Diagrammatic coaction of two-loop Feynman integrals

Abstract

When evaluating Feynman integrals as Laurent series in the dimensional regulator epsilon one encounters families of iterated integrals, the simplest of which are the multiple polylogarithms. These functions are known to possess a structure called the coaction which captures their analytic properties and the set of functional relations they obey. It has been found that this coaction, when applied to a one-loop Feynman integral, may be expressed using integrals corresponding to subgraphs, as well as cut integrals. In the present work we will explore how this diagrammatic coaction generalises to two-loop Feynman integrals and related questions. Expressing Feynman integrals using generalised hypergeometric functions is a useful alternative to considering them in Laurent series form.

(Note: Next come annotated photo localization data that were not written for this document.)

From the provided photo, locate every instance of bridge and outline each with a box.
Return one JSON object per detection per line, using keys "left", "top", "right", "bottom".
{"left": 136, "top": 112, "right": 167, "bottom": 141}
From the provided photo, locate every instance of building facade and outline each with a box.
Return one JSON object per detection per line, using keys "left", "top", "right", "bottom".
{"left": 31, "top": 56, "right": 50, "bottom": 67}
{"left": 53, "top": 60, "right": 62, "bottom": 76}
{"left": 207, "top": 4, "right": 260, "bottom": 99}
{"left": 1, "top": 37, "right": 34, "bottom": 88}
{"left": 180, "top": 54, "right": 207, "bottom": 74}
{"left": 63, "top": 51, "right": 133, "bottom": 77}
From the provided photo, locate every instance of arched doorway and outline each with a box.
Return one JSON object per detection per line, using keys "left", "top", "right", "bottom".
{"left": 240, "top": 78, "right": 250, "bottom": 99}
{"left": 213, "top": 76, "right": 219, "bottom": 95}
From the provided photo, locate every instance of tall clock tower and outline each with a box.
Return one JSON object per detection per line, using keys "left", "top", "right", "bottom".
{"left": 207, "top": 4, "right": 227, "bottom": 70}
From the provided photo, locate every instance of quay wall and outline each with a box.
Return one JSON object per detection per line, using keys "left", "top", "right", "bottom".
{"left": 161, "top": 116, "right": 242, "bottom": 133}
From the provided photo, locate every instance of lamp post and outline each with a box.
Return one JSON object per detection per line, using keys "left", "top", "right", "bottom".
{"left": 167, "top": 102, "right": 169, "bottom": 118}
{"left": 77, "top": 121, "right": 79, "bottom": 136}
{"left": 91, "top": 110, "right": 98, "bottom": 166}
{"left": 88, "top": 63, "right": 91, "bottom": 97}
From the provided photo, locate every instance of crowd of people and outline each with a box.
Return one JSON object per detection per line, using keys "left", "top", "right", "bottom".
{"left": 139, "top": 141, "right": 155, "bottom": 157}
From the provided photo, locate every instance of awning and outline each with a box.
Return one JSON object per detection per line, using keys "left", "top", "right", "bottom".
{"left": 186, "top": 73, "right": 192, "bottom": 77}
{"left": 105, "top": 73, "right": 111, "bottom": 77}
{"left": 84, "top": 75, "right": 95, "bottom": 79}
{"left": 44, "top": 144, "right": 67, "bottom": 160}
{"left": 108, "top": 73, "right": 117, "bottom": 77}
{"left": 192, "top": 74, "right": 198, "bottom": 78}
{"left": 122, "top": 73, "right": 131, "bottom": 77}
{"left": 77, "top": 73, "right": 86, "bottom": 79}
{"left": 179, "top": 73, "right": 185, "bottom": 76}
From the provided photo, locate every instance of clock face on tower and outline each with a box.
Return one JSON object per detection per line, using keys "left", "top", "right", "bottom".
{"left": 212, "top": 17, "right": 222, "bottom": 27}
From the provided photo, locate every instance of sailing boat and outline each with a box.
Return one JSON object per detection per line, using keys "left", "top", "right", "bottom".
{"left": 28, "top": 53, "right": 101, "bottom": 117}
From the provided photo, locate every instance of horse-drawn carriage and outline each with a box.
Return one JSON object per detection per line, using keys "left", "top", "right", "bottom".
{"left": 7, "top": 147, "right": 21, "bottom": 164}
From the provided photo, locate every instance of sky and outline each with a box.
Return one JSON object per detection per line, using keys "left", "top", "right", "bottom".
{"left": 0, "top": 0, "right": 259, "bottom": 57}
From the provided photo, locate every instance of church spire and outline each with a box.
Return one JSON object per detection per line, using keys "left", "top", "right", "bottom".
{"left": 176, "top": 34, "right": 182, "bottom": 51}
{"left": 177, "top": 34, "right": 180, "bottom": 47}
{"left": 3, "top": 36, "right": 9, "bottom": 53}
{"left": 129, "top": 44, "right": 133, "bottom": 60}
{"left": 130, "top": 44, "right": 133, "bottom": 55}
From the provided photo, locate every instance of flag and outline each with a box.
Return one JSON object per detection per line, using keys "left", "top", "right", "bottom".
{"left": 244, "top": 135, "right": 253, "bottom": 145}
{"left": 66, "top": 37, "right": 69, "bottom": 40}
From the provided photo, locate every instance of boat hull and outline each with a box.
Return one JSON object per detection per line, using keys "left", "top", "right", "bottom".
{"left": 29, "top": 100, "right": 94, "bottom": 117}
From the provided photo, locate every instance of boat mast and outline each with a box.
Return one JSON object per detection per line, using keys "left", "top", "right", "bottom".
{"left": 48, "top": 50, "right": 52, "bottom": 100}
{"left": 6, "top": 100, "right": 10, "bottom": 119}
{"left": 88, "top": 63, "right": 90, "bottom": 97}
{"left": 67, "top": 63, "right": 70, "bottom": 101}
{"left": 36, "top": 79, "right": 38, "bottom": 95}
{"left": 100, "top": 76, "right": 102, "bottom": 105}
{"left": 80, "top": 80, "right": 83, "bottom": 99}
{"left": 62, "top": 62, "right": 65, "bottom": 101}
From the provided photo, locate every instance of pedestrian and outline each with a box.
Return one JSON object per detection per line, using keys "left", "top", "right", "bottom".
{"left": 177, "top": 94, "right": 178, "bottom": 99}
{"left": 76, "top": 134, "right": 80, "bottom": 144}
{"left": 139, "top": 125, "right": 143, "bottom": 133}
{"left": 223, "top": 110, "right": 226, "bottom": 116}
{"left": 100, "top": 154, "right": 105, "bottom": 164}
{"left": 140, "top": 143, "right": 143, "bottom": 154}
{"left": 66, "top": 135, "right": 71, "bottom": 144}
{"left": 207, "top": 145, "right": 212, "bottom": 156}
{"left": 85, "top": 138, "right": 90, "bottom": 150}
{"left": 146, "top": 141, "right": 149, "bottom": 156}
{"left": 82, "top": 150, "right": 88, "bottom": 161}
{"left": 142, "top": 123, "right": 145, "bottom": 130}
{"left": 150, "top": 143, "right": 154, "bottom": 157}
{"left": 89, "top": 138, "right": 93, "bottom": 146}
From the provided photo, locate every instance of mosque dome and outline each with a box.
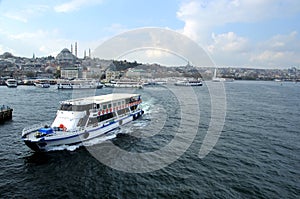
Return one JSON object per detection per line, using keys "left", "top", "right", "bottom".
{"left": 56, "top": 48, "right": 76, "bottom": 64}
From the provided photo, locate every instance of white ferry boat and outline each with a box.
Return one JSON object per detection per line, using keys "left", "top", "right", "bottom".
{"left": 105, "top": 80, "right": 143, "bottom": 89}
{"left": 57, "top": 79, "right": 103, "bottom": 90}
{"left": 175, "top": 80, "right": 203, "bottom": 86}
{"left": 5, "top": 79, "right": 18, "bottom": 88}
{"left": 34, "top": 79, "right": 51, "bottom": 88}
{"left": 22, "top": 93, "right": 144, "bottom": 151}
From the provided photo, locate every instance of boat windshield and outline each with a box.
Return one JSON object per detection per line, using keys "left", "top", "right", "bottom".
{"left": 59, "top": 103, "right": 93, "bottom": 111}
{"left": 59, "top": 103, "right": 72, "bottom": 111}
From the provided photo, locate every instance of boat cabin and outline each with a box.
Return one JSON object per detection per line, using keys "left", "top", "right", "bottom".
{"left": 52, "top": 93, "right": 142, "bottom": 131}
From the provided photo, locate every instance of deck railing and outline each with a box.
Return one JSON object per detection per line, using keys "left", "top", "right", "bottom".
{"left": 22, "top": 121, "right": 51, "bottom": 136}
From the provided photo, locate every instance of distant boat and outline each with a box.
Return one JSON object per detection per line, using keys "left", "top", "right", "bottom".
{"left": 175, "top": 79, "right": 203, "bottom": 86}
{"left": 57, "top": 79, "right": 103, "bottom": 90}
{"left": 34, "top": 79, "right": 51, "bottom": 88}
{"left": 5, "top": 79, "right": 18, "bottom": 88}
{"left": 212, "top": 68, "right": 234, "bottom": 82}
{"left": 105, "top": 80, "right": 143, "bottom": 89}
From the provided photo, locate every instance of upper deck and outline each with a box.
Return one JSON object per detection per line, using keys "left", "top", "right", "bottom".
{"left": 61, "top": 93, "right": 141, "bottom": 106}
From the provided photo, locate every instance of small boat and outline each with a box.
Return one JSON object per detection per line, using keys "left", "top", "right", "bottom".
{"left": 21, "top": 93, "right": 144, "bottom": 151}
{"left": 105, "top": 80, "right": 143, "bottom": 89}
{"left": 175, "top": 79, "right": 203, "bottom": 86}
{"left": 34, "top": 79, "right": 51, "bottom": 88}
{"left": 5, "top": 79, "right": 18, "bottom": 88}
{"left": 0, "top": 105, "right": 13, "bottom": 123}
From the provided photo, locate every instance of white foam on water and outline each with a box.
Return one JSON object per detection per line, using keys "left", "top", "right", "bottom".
{"left": 82, "top": 133, "right": 117, "bottom": 147}
{"left": 46, "top": 143, "right": 82, "bottom": 152}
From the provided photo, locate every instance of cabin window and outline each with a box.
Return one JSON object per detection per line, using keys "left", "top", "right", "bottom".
{"left": 103, "top": 104, "right": 107, "bottom": 110}
{"left": 108, "top": 103, "right": 112, "bottom": 109}
{"left": 113, "top": 102, "right": 117, "bottom": 107}
{"left": 96, "top": 104, "right": 100, "bottom": 109}
{"left": 118, "top": 101, "right": 121, "bottom": 106}
{"left": 97, "top": 112, "right": 114, "bottom": 122}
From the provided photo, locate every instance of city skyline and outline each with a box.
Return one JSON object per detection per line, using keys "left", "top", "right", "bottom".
{"left": 0, "top": 0, "right": 300, "bottom": 69}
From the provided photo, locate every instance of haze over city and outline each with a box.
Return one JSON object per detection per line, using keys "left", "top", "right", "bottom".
{"left": 0, "top": 0, "right": 300, "bottom": 68}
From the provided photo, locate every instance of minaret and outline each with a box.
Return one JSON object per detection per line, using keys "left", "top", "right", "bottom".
{"left": 84, "top": 50, "right": 86, "bottom": 58}
{"left": 75, "top": 42, "right": 77, "bottom": 57}
{"left": 71, "top": 44, "right": 73, "bottom": 54}
{"left": 89, "top": 48, "right": 91, "bottom": 58}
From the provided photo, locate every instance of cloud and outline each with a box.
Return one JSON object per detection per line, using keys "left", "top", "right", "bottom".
{"left": 208, "top": 32, "right": 250, "bottom": 53}
{"left": 7, "top": 29, "right": 58, "bottom": 40}
{"left": 250, "top": 31, "right": 300, "bottom": 67}
{"left": 177, "top": 0, "right": 300, "bottom": 42}
{"left": 203, "top": 31, "right": 252, "bottom": 66}
{"left": 259, "top": 31, "right": 299, "bottom": 52}
{"left": 3, "top": 5, "right": 49, "bottom": 23}
{"left": 54, "top": 0, "right": 103, "bottom": 13}
{"left": 0, "top": 44, "right": 15, "bottom": 55}
{"left": 204, "top": 31, "right": 300, "bottom": 67}
{"left": 0, "top": 28, "right": 67, "bottom": 57}
{"left": 103, "top": 23, "right": 128, "bottom": 35}
{"left": 176, "top": 0, "right": 300, "bottom": 68}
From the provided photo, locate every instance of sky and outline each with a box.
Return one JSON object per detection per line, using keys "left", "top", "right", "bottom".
{"left": 0, "top": 0, "right": 300, "bottom": 68}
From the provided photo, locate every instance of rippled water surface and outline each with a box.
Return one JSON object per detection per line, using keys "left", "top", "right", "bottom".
{"left": 0, "top": 81, "right": 299, "bottom": 198}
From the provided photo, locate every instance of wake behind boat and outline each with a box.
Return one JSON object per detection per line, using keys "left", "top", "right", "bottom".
{"left": 22, "top": 93, "right": 144, "bottom": 152}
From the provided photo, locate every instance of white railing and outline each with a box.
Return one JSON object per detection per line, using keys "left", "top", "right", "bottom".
{"left": 22, "top": 121, "right": 51, "bottom": 136}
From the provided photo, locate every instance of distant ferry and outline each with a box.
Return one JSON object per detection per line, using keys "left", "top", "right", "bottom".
{"left": 105, "top": 80, "right": 143, "bottom": 89}
{"left": 57, "top": 79, "right": 103, "bottom": 90}
{"left": 34, "top": 79, "right": 50, "bottom": 88}
{"left": 5, "top": 79, "right": 18, "bottom": 88}
{"left": 175, "top": 79, "right": 203, "bottom": 86}
{"left": 22, "top": 93, "right": 144, "bottom": 151}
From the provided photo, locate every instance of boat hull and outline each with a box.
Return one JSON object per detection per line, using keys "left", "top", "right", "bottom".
{"left": 22, "top": 110, "right": 144, "bottom": 152}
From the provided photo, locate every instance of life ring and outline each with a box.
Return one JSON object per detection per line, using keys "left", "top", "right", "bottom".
{"left": 83, "top": 131, "right": 89, "bottom": 139}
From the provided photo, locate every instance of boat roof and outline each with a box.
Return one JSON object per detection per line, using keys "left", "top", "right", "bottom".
{"left": 61, "top": 93, "right": 140, "bottom": 105}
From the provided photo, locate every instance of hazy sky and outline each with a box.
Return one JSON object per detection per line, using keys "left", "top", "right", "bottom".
{"left": 0, "top": 0, "right": 300, "bottom": 68}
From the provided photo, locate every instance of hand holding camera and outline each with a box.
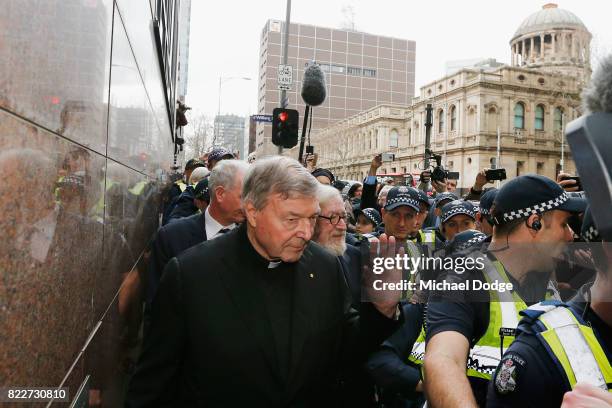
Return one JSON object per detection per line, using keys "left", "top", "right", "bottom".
{"left": 557, "top": 172, "right": 582, "bottom": 192}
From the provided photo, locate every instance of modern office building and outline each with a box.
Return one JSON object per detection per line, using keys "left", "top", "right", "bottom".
{"left": 214, "top": 114, "right": 247, "bottom": 158}
{"left": 177, "top": 0, "right": 192, "bottom": 101}
{"left": 255, "top": 19, "right": 416, "bottom": 157}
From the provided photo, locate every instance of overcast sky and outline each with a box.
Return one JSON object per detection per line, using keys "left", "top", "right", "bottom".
{"left": 184, "top": 0, "right": 612, "bottom": 118}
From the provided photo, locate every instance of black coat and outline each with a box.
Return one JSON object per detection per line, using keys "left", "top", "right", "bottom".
{"left": 145, "top": 212, "right": 207, "bottom": 307}
{"left": 167, "top": 186, "right": 198, "bottom": 223}
{"left": 339, "top": 244, "right": 362, "bottom": 310}
{"left": 128, "top": 226, "right": 399, "bottom": 407}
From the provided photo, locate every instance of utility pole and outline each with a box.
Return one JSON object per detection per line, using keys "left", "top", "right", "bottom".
{"left": 278, "top": 0, "right": 291, "bottom": 155}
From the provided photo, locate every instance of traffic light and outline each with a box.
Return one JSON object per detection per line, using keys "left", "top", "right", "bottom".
{"left": 272, "top": 108, "right": 299, "bottom": 148}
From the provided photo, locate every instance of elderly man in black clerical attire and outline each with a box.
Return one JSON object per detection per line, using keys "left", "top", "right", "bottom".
{"left": 126, "top": 156, "right": 402, "bottom": 407}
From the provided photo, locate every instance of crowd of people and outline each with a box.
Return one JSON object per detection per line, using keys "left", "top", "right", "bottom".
{"left": 125, "top": 57, "right": 612, "bottom": 408}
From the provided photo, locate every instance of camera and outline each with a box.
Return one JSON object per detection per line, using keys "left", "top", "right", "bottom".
{"left": 560, "top": 175, "right": 581, "bottom": 190}
{"left": 382, "top": 152, "right": 395, "bottom": 162}
{"left": 426, "top": 149, "right": 459, "bottom": 182}
{"left": 306, "top": 145, "right": 314, "bottom": 154}
{"left": 485, "top": 168, "right": 507, "bottom": 181}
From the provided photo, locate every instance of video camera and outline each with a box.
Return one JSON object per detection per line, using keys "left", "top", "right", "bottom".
{"left": 425, "top": 149, "right": 459, "bottom": 182}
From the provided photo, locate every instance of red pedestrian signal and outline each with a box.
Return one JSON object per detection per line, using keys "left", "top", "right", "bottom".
{"left": 272, "top": 108, "right": 299, "bottom": 148}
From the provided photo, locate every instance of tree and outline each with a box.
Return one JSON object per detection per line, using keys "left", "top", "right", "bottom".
{"left": 184, "top": 111, "right": 213, "bottom": 159}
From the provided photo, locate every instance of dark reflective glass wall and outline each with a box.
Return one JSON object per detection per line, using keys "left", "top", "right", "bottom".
{"left": 0, "top": 0, "right": 176, "bottom": 406}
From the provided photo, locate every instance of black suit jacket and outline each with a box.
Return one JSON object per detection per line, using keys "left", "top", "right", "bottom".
{"left": 339, "top": 244, "right": 362, "bottom": 309}
{"left": 128, "top": 226, "right": 399, "bottom": 407}
{"left": 145, "top": 212, "right": 207, "bottom": 307}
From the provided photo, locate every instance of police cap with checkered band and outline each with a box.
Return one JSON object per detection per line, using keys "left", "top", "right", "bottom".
{"left": 491, "top": 174, "right": 586, "bottom": 226}
{"left": 384, "top": 186, "right": 421, "bottom": 212}
{"left": 440, "top": 200, "right": 477, "bottom": 223}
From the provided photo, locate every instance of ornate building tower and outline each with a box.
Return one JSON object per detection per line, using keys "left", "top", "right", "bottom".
{"left": 510, "top": 3, "right": 591, "bottom": 84}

The properties of these functions have been well studied and can be invoked in the study of Feynman integrals. Importantly, we will see that hypergeometric functions also possess a coaction which may be used in computing coactions of Feynman integrals. We will compute the coactions for a range of two-loop graphs and establish how they differ from one-loop cases. Specifically, the correspondence between subgraphs and cuts observed at one loop will be preserved while multiple master integrals for a given graph can appear at two loops, as can multiple cuts associated with a particular subset of propagators. The appropriate generalisation of deformation terms in the diagrammatic coaction will also be considered. Given the important role cut integrals play in this picture, we will also examine their calculation. There are also many subtle features involved in specifying how these cuts are defined, and in creating elegant dual bases of master integrals and cuts, which will be explored.